My siamese can walk on her hind legs, and does it, she'll walk foward, is this........ummm.........Odd?


----------



## Superkitties (Jan 30, 2004)

That sounds soooo cute!! I would love to see that. There's another member here whose cat "prays" for a while. Mozart and Pixie like to sit up on their hind legs and watch us, but they don't walk. Well, Mozart will take a couple steps, but I don't think that counts.


----------



## DesnBaby (Apr 18, 2004)

When I play w/ Baby sometimes & she grabs the puppet w/ both paws on her hind legs & it looks like she is dancing & I make her dance w/ it :lol: . But she cannot walk on her hind legs, only if I'm holding her w/ the puppet.


----------



## theinfamousj (Nov 30, 2004)

SilverFerret said:


> My siamese can walk on her hind legs, and does it, she'll walk foward, is this........ummm.........Odd?


I have a cat who, aside from coloring, is siamese. His sister was the same way though their momma wasn't siamese at all so the shelter supposed that daddy-dearest was siamese. Anyway, the point of that long story was to tell you that Tequila does the same thing. We've also been able to teach him to sit, lie down, roll over, etc.

I heard by word of mouth that it is a siamese trait and that half-siamese cats carry all the personality of a full blood. Constant yapping is another one.
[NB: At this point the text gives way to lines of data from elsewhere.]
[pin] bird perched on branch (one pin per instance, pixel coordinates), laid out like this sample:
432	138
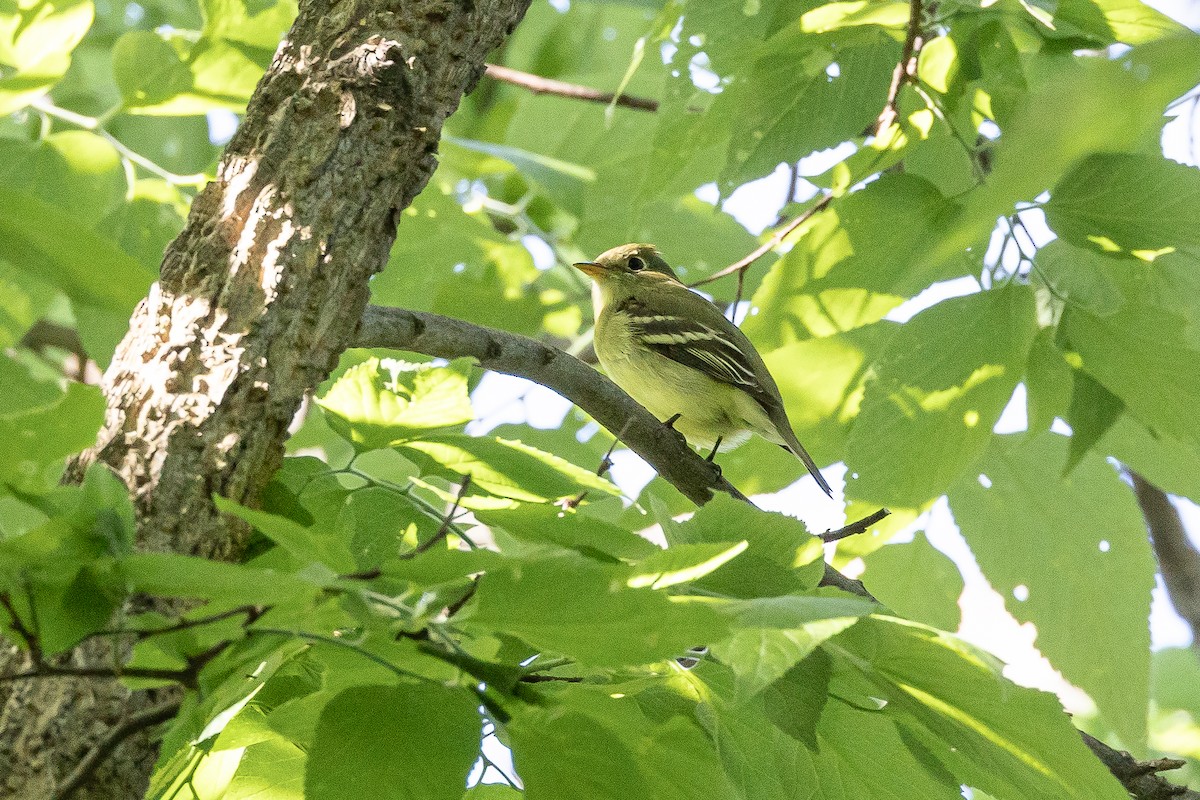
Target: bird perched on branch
677	354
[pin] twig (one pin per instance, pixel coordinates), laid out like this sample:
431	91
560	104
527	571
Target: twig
1177	559
185	677
605	465
1140	779
793	181
18	626
106	746
539	85
743	264
519	355
855	527
905	67
607	404
251	612
447	523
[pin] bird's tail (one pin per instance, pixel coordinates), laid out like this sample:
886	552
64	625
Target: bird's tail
779	416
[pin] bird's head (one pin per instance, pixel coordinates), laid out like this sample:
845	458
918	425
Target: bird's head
617	271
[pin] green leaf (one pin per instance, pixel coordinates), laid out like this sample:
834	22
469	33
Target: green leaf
1084	277
588	744
1093	410
561	178
378	743
1175	673
1131	22
505	468
682	564
795	702
833	16
760	759
37	438
379	402
273	768
35	47
772	635
605	624
57	248
898	768
565	528
1014	743
306	545
148	70
821	380
917	581
1075	107
1168	463
1126	202
939	389
1073	542
24	300
77	172
172	575
1137	352
792	103
851	265
781	557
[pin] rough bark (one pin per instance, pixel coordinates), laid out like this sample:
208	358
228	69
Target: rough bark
257	299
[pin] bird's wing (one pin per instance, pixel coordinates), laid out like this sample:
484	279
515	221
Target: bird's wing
700	346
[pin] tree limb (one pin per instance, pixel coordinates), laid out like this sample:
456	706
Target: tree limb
1140	779
517	355
906	67
139	721
539	85
1177	559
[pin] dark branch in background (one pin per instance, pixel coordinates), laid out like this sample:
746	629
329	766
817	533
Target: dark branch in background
906	67
1177	559
1140	779
447	523
540	85
855	527
103	749
661	447
743	264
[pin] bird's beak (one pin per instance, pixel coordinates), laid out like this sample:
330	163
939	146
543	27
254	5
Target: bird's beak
591	269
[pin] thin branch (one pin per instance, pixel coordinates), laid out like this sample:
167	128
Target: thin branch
743	264
664	449
906	67
185	677
517	355
855	527
793	181
605	465
1140	779
447	523
539	85
1177	559
27	636
105	747
251	612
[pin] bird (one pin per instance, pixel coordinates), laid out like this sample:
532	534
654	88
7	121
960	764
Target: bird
675	353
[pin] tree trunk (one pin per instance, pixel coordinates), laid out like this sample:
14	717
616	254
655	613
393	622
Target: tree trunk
258	296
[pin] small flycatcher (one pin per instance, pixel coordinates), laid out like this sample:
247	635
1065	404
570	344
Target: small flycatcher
677	354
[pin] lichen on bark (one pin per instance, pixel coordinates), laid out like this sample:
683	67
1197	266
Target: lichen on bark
257	299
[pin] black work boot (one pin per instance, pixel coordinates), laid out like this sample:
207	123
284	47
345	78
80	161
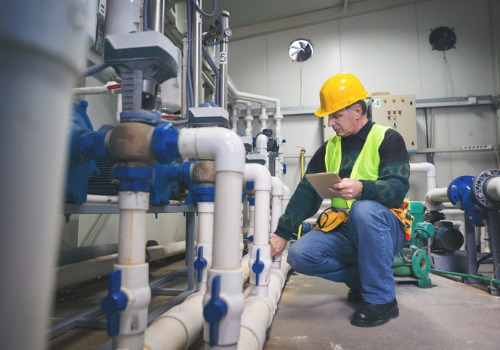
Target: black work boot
354	296
372	315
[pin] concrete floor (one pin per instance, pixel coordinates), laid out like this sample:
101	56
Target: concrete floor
313	314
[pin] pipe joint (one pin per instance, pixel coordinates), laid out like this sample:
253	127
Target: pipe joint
222	145
260	263
134	318
131	143
227	326
164	143
134	178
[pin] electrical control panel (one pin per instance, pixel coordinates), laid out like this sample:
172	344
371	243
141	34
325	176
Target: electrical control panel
398	112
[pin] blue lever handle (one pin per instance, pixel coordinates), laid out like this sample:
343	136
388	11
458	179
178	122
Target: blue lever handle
214	311
114	302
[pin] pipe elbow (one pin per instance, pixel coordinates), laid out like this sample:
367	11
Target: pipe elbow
259	175
222	145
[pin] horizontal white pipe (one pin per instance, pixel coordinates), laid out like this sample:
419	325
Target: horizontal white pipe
260	310
94	198
111	88
435	197
179	327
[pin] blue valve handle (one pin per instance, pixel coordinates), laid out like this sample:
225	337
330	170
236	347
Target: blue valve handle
214	311
257	267
200	263
114	302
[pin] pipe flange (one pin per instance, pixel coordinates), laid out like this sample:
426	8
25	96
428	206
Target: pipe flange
479	190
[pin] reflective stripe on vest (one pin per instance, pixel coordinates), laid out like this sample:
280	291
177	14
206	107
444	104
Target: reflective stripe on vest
365	167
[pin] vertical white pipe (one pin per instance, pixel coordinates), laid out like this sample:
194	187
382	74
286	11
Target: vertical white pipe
234	120
262	187
205	236
263	117
227	149
248	120
277	192
132	262
259	311
429	169
43	46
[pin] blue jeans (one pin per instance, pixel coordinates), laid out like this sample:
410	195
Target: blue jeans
359	252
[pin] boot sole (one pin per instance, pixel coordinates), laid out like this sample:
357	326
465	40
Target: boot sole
361	323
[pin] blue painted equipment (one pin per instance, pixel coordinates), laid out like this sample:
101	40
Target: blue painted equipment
81	167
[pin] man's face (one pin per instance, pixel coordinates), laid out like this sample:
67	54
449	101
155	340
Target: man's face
346	121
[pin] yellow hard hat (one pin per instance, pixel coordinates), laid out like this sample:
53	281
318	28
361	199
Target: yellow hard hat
338	92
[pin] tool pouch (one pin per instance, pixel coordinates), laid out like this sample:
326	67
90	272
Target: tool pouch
329	219
405	218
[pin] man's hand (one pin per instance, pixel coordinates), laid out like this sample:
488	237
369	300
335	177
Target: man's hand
347	189
278	244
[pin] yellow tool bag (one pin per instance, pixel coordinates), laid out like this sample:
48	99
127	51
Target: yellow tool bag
329	219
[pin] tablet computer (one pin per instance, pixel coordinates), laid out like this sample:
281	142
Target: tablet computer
322	181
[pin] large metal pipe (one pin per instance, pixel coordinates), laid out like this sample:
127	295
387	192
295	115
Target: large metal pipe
43	45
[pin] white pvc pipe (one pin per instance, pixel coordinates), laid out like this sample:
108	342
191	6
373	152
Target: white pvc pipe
43	46
179	327
277	192
111	88
260	310
429	169
77	272
286	197
93	198
227	149
262	187
234	120
248	120
263	117
205	236
135	271
435	197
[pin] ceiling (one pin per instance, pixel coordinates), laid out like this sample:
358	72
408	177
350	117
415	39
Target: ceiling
249	18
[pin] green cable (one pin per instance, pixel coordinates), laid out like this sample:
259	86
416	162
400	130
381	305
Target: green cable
481	278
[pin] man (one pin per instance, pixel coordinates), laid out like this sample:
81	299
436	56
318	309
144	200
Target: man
372	161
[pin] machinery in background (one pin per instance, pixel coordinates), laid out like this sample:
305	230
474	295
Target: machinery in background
479	198
413	263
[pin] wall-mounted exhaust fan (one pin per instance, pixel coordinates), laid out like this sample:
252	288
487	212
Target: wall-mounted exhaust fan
442	38
300	50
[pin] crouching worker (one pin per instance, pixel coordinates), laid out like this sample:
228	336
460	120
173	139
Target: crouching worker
359	245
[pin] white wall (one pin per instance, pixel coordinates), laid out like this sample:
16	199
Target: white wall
389	51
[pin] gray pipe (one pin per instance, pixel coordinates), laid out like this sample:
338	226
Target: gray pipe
43	46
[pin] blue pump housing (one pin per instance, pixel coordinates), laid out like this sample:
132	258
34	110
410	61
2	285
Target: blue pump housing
80	169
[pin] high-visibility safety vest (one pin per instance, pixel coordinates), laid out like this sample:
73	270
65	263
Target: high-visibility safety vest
366	166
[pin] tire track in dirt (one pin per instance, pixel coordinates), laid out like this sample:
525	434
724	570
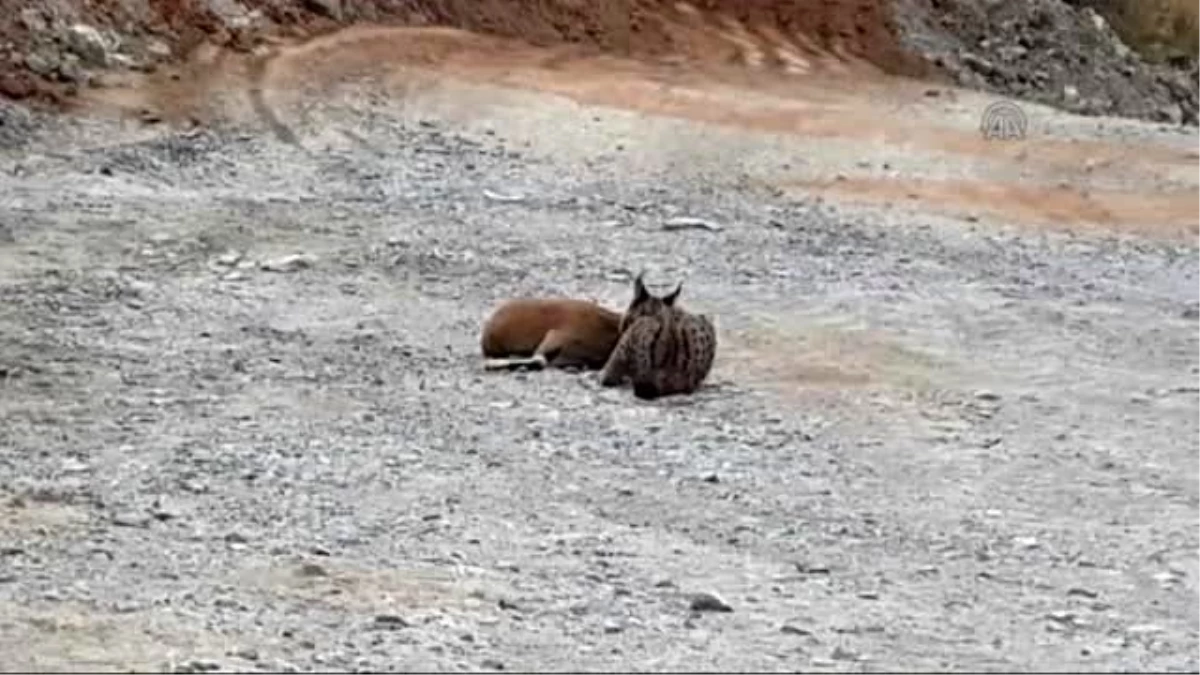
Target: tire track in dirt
731	71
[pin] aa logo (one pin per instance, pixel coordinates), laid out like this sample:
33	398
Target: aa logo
1003	120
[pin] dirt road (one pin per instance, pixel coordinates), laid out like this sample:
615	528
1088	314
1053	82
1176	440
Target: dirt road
953	420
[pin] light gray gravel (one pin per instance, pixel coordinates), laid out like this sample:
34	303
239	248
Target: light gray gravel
925	443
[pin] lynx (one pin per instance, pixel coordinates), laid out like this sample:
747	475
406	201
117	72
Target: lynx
663	348
534	333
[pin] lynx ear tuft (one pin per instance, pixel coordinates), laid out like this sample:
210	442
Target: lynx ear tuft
640	292
673	296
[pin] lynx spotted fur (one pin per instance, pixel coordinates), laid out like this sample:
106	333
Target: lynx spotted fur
663	350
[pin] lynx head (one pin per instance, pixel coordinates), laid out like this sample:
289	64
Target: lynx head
645	304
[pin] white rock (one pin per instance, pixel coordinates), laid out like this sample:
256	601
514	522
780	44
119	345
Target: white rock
88	43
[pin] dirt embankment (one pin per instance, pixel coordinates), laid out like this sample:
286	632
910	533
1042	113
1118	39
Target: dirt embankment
1049	51
59	47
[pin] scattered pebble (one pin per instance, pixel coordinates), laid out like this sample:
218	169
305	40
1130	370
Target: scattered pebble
390	621
708	602
289	263
683	222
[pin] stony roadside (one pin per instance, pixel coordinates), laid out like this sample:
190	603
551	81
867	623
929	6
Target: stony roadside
245	423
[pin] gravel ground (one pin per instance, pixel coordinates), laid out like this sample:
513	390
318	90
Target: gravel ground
246	424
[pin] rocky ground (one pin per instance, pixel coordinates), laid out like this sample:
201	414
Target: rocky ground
245	423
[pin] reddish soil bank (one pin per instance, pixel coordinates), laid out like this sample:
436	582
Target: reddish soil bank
858	29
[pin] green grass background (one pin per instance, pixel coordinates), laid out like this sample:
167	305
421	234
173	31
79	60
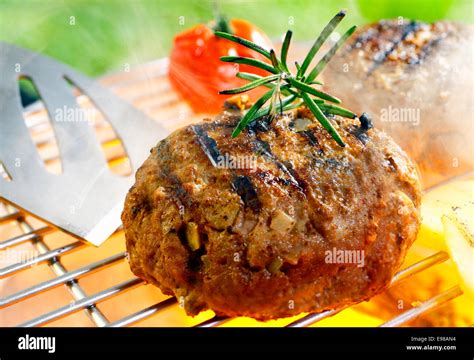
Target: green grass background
109	34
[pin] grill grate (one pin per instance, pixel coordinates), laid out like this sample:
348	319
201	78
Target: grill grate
147	87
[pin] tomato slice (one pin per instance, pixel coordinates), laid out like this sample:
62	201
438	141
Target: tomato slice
197	72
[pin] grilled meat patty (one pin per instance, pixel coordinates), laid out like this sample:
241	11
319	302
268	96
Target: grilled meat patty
291	222
417	82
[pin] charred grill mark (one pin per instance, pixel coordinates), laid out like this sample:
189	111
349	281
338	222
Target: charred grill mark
177	191
260	125
313	140
208	144
244	188
382	56
241	184
263	148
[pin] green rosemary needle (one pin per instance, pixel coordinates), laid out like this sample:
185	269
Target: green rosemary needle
298	89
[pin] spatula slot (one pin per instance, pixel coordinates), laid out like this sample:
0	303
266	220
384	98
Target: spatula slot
38	122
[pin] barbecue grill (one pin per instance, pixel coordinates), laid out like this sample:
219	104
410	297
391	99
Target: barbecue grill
48	277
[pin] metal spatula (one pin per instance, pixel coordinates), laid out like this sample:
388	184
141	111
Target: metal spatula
86	199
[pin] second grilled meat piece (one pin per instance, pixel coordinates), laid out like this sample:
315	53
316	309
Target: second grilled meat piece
416	80
294	224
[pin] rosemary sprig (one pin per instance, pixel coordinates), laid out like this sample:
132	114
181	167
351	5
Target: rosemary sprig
298	89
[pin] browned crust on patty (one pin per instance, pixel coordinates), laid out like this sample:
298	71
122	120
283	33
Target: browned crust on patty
362	197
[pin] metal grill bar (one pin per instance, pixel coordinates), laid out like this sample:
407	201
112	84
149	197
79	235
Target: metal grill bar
215	321
51	254
83	303
426	306
399	276
29	236
63	279
57	267
143	314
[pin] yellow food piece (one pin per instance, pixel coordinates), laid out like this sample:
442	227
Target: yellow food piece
435	204
459	229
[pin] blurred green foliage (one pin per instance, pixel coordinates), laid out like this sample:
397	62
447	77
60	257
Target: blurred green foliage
101	36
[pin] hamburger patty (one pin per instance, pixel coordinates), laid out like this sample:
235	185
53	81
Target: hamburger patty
291	222
417	82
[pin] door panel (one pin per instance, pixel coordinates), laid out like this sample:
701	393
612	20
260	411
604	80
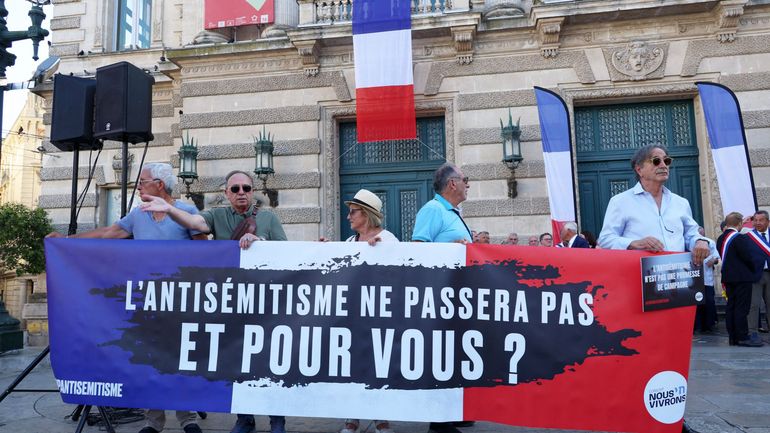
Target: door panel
400	172
608	136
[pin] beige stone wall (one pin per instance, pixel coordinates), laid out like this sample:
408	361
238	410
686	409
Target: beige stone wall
470	66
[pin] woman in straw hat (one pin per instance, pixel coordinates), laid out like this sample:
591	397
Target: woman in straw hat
365	217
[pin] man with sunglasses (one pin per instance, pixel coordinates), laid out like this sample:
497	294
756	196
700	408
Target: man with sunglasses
650	217
222	222
439	220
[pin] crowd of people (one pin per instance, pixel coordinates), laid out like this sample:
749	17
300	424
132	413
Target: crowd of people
646	217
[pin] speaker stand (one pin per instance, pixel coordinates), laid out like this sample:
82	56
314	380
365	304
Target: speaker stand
73	228
124	180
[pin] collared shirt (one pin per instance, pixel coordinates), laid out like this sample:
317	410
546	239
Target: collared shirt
141	225
633	215
222	221
438	221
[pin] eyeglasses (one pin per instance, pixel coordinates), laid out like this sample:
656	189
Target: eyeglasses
235	189
657	160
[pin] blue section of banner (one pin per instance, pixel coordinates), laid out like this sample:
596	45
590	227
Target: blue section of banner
554	122
723	118
87	359
371	16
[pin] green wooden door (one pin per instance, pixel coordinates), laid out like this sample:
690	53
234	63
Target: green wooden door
607	137
400	172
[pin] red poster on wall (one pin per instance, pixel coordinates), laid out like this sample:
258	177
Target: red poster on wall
232	13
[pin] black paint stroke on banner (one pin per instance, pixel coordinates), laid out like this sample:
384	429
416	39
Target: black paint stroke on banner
551	348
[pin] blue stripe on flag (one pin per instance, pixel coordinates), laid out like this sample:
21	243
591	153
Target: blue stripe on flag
554	122
723	119
371	16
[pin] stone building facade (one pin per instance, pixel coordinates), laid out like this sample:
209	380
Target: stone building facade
626	69
24	296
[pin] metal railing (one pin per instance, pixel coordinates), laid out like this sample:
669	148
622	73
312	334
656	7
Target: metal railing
332	11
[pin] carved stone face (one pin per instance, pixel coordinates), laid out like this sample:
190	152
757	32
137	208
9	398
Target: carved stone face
637	57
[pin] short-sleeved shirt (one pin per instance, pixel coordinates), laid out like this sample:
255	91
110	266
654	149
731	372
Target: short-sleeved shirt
222	221
438	221
142	225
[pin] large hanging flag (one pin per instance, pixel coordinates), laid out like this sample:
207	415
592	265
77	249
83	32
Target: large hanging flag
557	155
382	46
728	148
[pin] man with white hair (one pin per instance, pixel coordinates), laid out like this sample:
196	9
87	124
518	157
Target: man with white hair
156	179
570	238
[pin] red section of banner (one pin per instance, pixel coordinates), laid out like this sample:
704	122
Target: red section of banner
233	13
603	393
385	113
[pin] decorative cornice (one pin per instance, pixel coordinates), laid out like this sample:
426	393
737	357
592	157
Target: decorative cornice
506	207
492	135
746	82
65	173
700	49
310	146
330	120
463	41
636	61
729	13
486	100
549	30
280	181
756	119
498	170
334	79
161	139
309	52
528	62
250	117
62	201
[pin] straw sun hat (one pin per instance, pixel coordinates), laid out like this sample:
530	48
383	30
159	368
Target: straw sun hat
367	200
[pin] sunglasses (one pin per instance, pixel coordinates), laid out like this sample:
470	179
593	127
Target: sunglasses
236	188
657	160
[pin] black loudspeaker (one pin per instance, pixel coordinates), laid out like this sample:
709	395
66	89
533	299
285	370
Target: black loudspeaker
72	120
123	103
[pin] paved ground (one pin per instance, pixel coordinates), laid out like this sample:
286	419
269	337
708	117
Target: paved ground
729	393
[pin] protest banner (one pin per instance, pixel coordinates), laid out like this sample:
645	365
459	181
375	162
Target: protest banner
540	337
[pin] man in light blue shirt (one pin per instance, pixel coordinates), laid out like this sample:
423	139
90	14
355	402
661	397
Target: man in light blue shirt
649	216
439	220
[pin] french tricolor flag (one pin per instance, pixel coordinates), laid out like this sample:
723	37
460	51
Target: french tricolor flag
557	156
728	148
382	46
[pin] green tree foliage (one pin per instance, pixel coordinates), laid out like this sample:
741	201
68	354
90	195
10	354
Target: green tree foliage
21	238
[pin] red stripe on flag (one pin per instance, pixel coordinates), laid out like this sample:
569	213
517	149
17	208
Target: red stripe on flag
385	113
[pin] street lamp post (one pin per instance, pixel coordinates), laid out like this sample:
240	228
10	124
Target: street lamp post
10	332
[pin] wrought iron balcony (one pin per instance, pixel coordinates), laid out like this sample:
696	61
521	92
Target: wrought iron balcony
341	11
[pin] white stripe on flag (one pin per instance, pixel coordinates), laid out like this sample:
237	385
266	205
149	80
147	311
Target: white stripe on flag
383	59
734	179
558	175
351	401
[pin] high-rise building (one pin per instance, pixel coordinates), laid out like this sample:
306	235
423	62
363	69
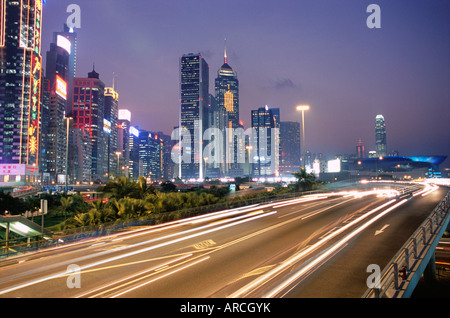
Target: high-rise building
151	155
380	136
123	137
266	156
227	92
194	89
360	151
227	97
290	147
135	163
20	87
110	129
88	112
58	76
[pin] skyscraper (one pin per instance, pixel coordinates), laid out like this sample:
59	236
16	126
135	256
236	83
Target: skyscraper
194	89
227	92
266	156
111	120
20	81
227	97
58	76
380	135
88	112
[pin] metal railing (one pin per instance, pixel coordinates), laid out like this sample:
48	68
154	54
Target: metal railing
398	274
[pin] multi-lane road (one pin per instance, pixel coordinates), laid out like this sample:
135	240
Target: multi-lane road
313	246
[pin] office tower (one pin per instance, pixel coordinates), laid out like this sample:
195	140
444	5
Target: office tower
88	112
150	153
57	74
218	121
194	87
80	156
290	147
68	40
380	135
227	92
110	129
135	165
123	137
20	86
266	156
227	97
360	151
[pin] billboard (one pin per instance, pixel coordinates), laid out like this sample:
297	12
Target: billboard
61	87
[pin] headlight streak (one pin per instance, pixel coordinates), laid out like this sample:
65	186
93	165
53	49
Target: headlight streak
132	276
330	251
292	260
242	219
160	277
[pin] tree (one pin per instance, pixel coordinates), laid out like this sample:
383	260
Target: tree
305	181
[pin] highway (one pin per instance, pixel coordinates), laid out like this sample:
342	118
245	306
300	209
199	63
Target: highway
313	246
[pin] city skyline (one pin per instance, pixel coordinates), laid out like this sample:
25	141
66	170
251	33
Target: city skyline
393	71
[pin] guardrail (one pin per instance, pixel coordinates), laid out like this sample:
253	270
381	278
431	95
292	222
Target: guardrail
402	273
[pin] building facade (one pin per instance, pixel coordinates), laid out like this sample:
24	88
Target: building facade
88	113
380	136
20	85
194	88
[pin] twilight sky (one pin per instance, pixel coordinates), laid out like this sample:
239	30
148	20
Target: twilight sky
286	52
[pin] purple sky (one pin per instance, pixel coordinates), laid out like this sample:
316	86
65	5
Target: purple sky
286	52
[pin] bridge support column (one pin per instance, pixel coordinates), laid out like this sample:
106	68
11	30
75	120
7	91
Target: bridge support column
429	274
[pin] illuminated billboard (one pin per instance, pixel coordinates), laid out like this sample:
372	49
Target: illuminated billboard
61	87
334	166
63	43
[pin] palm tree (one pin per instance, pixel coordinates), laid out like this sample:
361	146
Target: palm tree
305	181
66	203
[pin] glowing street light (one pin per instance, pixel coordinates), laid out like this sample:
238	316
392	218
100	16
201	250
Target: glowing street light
303	108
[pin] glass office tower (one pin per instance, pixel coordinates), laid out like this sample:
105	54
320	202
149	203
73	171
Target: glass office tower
194	87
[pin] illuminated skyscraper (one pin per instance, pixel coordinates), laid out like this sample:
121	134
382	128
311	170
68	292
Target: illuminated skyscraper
88	112
227	97
110	129
380	136
20	82
194	98
58	76
266	156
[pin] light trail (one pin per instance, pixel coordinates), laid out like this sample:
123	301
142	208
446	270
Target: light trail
272	273
329	252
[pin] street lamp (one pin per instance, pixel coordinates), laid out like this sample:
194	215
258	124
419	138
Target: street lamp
302	108
68	119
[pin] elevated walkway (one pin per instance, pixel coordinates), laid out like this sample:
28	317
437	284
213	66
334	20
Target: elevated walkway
20	233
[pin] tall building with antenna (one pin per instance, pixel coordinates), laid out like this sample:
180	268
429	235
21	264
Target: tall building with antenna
380	136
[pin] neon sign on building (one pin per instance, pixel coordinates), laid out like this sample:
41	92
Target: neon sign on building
35	89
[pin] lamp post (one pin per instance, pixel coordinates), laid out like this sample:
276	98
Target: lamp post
302	108
67	151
Does yours stretch her paws up at you and act like a child who wants to be picked up?


----------



## kitkat (Sep 22, 2003)

Twinkie walking will be the day pigs fly. Now Sugar walks around the table on her hind legs. Just imagine us on the couch, a cat puts her paws up on the coffee table, circling the entire table wondering what's up there. It's so cute everytime I see it


----------



## coaster (Dec 1, 2004)

that sounds like quite a dextrous cat!! the best I can come up with is the new guy who sits up on his hind legs like a dog. :lol: 

Tim


----------